Conditions Of Symmetric Diffusion Equation And Its Exact Solution

The nonlinear phenomena widely appear in almost all the scientific fields such as physics, chemistry, biology, society, economy and so on. With the development of science, researches on the nonlinear systems are making more and more progress. As a result, to deal with the nonlinear equations that describe the nonlinear systems becomes one of the main and hot topics for the researchers.It is well known that the conditional symmetry method is an efficient way and play an important role to study the exact solution of nonlinear partial differential equation(PDE).

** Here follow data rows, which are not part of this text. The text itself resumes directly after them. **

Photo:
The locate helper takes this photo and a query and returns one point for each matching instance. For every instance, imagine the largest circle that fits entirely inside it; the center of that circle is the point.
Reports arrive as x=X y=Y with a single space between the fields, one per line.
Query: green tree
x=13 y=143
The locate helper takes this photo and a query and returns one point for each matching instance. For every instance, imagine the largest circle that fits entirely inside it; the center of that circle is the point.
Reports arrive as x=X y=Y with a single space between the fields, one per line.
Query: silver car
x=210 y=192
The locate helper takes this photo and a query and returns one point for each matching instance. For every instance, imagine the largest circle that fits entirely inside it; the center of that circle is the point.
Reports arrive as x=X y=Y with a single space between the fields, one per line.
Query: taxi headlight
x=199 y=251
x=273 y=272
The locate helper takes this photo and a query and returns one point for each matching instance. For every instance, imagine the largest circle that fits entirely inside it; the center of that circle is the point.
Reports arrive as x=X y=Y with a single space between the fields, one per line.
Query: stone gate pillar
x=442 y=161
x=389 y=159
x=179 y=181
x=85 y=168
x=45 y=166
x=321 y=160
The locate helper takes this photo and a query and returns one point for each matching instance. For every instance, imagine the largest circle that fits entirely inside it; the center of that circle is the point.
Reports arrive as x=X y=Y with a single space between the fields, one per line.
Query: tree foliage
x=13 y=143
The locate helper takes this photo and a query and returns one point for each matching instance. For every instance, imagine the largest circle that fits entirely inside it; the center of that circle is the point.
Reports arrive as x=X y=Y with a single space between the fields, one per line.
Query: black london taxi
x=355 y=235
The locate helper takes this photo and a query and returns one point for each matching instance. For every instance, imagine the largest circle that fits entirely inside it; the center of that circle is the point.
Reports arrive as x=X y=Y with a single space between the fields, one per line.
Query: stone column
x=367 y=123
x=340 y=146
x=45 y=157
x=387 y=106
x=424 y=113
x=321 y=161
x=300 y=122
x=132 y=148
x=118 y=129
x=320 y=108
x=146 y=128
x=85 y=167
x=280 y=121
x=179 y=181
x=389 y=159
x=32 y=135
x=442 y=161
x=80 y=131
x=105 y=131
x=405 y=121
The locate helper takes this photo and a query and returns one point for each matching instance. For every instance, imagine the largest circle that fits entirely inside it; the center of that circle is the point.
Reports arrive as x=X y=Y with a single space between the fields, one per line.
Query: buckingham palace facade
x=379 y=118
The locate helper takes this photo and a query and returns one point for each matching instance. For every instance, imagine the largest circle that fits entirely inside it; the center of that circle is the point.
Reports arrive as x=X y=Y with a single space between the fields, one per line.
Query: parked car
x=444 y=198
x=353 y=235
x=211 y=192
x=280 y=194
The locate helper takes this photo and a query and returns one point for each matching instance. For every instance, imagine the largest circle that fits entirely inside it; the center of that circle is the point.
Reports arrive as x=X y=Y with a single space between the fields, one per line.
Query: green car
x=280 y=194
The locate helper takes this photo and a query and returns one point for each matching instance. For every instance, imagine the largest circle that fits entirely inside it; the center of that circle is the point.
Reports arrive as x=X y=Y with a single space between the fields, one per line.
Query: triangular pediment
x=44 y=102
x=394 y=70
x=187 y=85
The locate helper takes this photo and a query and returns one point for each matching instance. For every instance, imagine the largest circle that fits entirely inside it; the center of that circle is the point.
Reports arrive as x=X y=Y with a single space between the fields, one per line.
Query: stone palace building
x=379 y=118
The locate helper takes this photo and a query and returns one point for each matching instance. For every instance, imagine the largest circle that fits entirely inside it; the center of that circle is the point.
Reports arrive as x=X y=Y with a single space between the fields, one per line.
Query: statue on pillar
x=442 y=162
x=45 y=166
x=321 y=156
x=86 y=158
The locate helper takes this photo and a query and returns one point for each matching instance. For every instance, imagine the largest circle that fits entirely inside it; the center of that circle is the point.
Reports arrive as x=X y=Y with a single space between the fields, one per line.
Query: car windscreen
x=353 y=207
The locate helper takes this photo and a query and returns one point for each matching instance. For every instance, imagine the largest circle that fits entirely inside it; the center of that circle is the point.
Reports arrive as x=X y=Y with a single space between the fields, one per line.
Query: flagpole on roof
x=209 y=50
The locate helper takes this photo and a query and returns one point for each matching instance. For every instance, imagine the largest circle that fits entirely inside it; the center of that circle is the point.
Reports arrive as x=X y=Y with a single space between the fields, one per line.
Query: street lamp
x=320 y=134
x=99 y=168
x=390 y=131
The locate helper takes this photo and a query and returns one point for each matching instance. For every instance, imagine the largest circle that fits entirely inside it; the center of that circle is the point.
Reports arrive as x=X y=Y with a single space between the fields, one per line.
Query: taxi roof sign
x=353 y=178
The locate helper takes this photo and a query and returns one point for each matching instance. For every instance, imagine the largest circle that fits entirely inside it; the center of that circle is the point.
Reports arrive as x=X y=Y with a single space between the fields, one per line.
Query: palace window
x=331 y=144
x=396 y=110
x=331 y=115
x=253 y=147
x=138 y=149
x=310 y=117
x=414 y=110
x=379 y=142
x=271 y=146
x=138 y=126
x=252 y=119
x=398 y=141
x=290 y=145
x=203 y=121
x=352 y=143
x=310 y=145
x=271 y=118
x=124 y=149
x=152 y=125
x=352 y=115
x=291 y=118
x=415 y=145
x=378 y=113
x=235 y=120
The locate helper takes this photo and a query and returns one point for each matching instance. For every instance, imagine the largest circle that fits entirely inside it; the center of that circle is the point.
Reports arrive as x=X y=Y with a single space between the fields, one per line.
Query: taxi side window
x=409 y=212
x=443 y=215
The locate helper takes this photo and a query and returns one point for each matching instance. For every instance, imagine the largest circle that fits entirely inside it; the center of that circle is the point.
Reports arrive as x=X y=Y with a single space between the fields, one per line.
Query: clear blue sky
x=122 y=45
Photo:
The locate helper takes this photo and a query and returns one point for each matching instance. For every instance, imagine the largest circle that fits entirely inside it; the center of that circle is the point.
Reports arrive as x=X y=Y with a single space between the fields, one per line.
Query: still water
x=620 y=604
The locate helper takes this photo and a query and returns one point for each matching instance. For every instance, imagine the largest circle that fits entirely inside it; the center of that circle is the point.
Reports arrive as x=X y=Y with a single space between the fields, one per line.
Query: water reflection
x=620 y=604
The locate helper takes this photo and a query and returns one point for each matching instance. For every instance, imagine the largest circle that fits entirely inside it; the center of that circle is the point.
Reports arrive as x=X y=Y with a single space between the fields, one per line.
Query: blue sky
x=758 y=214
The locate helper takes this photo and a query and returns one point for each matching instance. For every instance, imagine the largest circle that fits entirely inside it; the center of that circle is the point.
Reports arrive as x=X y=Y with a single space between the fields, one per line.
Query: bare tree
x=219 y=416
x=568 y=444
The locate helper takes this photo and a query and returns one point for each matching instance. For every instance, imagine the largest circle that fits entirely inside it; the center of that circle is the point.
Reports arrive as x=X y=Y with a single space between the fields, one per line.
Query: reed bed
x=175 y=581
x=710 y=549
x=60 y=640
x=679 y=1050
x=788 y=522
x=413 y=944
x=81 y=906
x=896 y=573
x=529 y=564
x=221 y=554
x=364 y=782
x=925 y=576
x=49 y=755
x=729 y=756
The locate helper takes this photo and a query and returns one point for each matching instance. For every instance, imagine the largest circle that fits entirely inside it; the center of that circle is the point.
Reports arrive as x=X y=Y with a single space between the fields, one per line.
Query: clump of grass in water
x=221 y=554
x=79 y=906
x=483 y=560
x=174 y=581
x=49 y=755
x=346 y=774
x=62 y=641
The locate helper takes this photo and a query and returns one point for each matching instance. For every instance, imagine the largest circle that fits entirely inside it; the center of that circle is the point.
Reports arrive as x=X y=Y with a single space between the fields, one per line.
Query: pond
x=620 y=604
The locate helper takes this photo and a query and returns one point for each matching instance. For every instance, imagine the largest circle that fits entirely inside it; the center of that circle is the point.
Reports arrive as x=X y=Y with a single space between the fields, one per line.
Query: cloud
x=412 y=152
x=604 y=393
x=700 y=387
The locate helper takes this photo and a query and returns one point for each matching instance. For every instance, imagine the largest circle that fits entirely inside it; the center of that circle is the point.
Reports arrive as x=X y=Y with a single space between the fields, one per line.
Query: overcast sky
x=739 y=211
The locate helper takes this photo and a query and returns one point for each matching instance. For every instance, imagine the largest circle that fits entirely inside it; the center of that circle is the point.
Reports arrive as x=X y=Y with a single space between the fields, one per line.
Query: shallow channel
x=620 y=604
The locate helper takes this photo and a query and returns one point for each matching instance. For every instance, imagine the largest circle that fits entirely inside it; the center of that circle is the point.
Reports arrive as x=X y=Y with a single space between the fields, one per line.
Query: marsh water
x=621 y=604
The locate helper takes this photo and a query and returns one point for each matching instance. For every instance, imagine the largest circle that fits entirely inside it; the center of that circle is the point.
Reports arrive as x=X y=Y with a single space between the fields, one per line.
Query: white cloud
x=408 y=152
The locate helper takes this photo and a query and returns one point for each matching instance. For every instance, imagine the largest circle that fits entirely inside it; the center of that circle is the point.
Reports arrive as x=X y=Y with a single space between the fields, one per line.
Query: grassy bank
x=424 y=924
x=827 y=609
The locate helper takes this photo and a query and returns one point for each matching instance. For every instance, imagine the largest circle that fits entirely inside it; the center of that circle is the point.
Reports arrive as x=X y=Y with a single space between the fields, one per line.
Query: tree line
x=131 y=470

For the nonlinear PDE, there also have many method to obtain exact solutions, such as the Lie symmetry, direct method, anstaze approach, geometric method, generalized condition symmetry, formal variable separation approach and so on. In this article,we utilize the conditional symmetry method to study nonlinear diffusion equation based on physics.We obtain some interesting exact solutions by utilizing conditional symmetry method to study nonlinear PDE (1.35)In the chapter 1, we introduce some methods to study the exact solution of nonlinear partial differential equations.In the chapter 2, we utilize the conditional symmetry method to study nonlinear diffusion equation (1.35). A complete classification of the functional forms of the reaction coefficients and source terms is presented when the equation admits the conditional symmetry reduction.In the chapter 3,we reduce PDE (1.35),and obtain some exact solutions.